Nick Mauss and Ken Okiishi, Poetry as not, with singing
Launch date: April 16, 2015, Artist Web Projects
Overview
From 2006 to 2007 Mauss and Okiishi collaborated on One Season in Hell, an artwork titled after a web-based mistranslation of Arthur Rimbaud’s infamously untranslatable poem Une Saison en Enfer (1873). For One Season in Hell, the artists used now-outmoded word-for-word translators—better known as machine translators—to generate a fragmented version of the opus.
Derived from One Season in Hell, Mauss and Okiishi’s Dia commission investigates the complexities of virtual communication and the variance of meaning in transliterated language. Rather than unraveling an authored text, however, Poetry as not, with singing positions the visitor as poetic generator in which a user’s type is translated into disjointed text and, at times, audible song. Balancing structure and abstraction, while eschewing the fluid speech of today’s statistically based translators, Poetry as not, with singing transmutes the inputted text by a set of irrational rules. The users’ actions are recorded to generate an ever-expanding epic poem, and image clusters drawn from Google trigger a visual stratum for the performative wordplay. Mauss and Okiishi worked in collaboration with Dutch programmers and designers De Gebroeders van Leeuwen to create Poetry as not, with singing.

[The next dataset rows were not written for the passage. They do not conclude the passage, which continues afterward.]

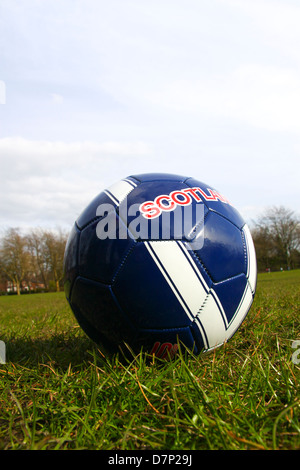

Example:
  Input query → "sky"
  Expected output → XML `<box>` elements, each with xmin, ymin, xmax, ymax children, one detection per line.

<box><xmin>0</xmin><ymin>0</ymin><xmax>300</xmax><ymax>230</ymax></box>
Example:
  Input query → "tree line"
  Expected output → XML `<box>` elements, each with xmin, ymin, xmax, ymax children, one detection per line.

<box><xmin>251</xmin><ymin>206</ymin><xmax>300</xmax><ymax>271</ymax></box>
<box><xmin>0</xmin><ymin>207</ymin><xmax>300</xmax><ymax>294</ymax></box>
<box><xmin>0</xmin><ymin>228</ymin><xmax>68</xmax><ymax>294</ymax></box>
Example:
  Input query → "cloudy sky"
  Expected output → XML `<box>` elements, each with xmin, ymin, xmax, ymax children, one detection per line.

<box><xmin>0</xmin><ymin>0</ymin><xmax>300</xmax><ymax>229</ymax></box>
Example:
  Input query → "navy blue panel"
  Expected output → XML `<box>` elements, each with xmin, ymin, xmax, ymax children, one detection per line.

<box><xmin>131</xmin><ymin>173</ymin><xmax>187</xmax><ymax>183</ymax></box>
<box><xmin>76</xmin><ymin>192</ymin><xmax>114</xmax><ymax>229</ymax></box>
<box><xmin>79</xmin><ymin>210</ymin><xmax>135</xmax><ymax>284</ymax></box>
<box><xmin>184</xmin><ymin>242</ymin><xmax>213</xmax><ymax>288</ymax></box>
<box><xmin>70</xmin><ymin>277</ymin><xmax>136</xmax><ymax>350</ymax></box>
<box><xmin>112</xmin><ymin>242</ymin><xmax>190</xmax><ymax>329</ymax></box>
<box><xmin>118</xmin><ymin>180</ymin><xmax>208</xmax><ymax>240</ymax></box>
<box><xmin>64</xmin><ymin>225</ymin><xmax>80</xmax><ymax>298</ymax></box>
<box><xmin>186</xmin><ymin>178</ymin><xmax>245</xmax><ymax>228</ymax></box>
<box><xmin>213</xmin><ymin>274</ymin><xmax>247</xmax><ymax>322</ymax></box>
<box><xmin>195</xmin><ymin>212</ymin><xmax>247</xmax><ymax>282</ymax></box>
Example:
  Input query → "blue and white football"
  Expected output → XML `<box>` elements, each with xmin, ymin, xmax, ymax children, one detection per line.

<box><xmin>64</xmin><ymin>173</ymin><xmax>257</xmax><ymax>358</ymax></box>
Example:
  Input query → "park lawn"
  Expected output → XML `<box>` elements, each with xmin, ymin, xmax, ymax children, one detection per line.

<box><xmin>0</xmin><ymin>270</ymin><xmax>300</xmax><ymax>451</ymax></box>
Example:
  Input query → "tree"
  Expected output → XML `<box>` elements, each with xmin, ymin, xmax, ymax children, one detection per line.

<box><xmin>0</xmin><ymin>228</ymin><xmax>29</xmax><ymax>295</ymax></box>
<box><xmin>253</xmin><ymin>206</ymin><xmax>300</xmax><ymax>269</ymax></box>
<box><xmin>27</xmin><ymin>228</ymin><xmax>49</xmax><ymax>290</ymax></box>
<box><xmin>44</xmin><ymin>230</ymin><xmax>67</xmax><ymax>292</ymax></box>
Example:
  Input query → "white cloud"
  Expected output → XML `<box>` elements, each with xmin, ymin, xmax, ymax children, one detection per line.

<box><xmin>0</xmin><ymin>137</ymin><xmax>149</xmax><ymax>226</ymax></box>
<box><xmin>150</xmin><ymin>64</ymin><xmax>300</xmax><ymax>132</ymax></box>
<box><xmin>51</xmin><ymin>93</ymin><xmax>64</xmax><ymax>104</ymax></box>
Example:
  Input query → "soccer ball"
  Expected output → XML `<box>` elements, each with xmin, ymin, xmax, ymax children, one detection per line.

<box><xmin>64</xmin><ymin>173</ymin><xmax>257</xmax><ymax>358</ymax></box>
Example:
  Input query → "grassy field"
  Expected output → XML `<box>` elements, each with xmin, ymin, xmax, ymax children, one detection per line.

<box><xmin>0</xmin><ymin>270</ymin><xmax>300</xmax><ymax>450</ymax></box>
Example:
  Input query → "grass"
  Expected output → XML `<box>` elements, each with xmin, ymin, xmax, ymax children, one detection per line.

<box><xmin>0</xmin><ymin>270</ymin><xmax>300</xmax><ymax>450</ymax></box>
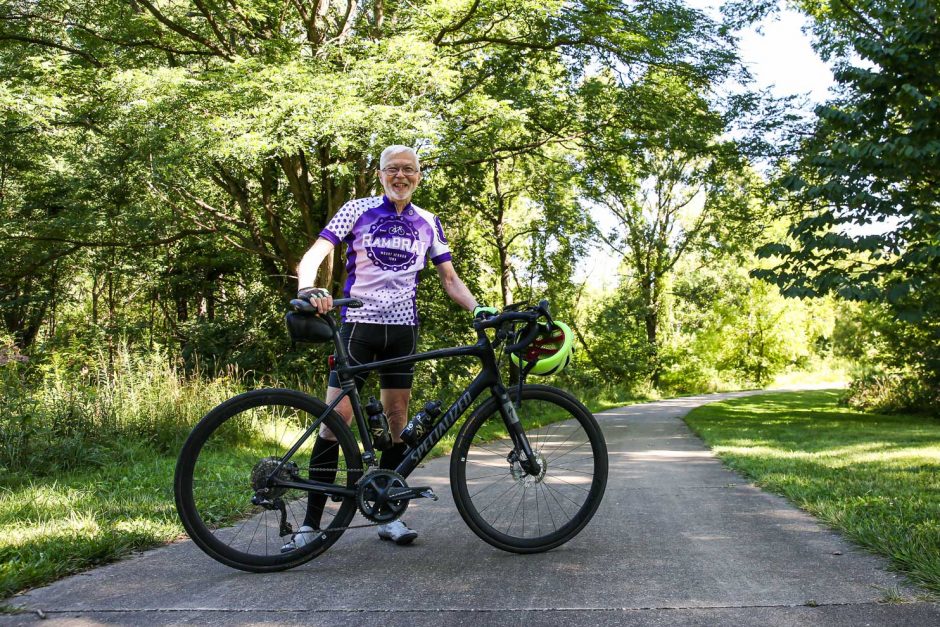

De Gebroeders van Leeuwen is a multidisciplinary design agency based in Utrecht and Amsterdam. For more information, visit www.studiodgvl.com.
About the Project
This project is made possible in part by Dia’s Board of Trustees and Commissioning Committee: Kirk August Radke, Chair; Marguerite S. Hoffman; Fady Jameel; Jill and Peter Kraus; and Leslie and Mac McQuown. Generous support has also been provided by public funds from the New York City Department of Cultural Affairs, and the New York State Council on the Arts, a State agency.
Artist
Nick Mauss
Nick Mauss was born in New York City in 1980, where he currently lives and works.
Ken Okiishi
Ken Okiishi was born in Ames, Iowa, in 1978. He lives and works in New York City.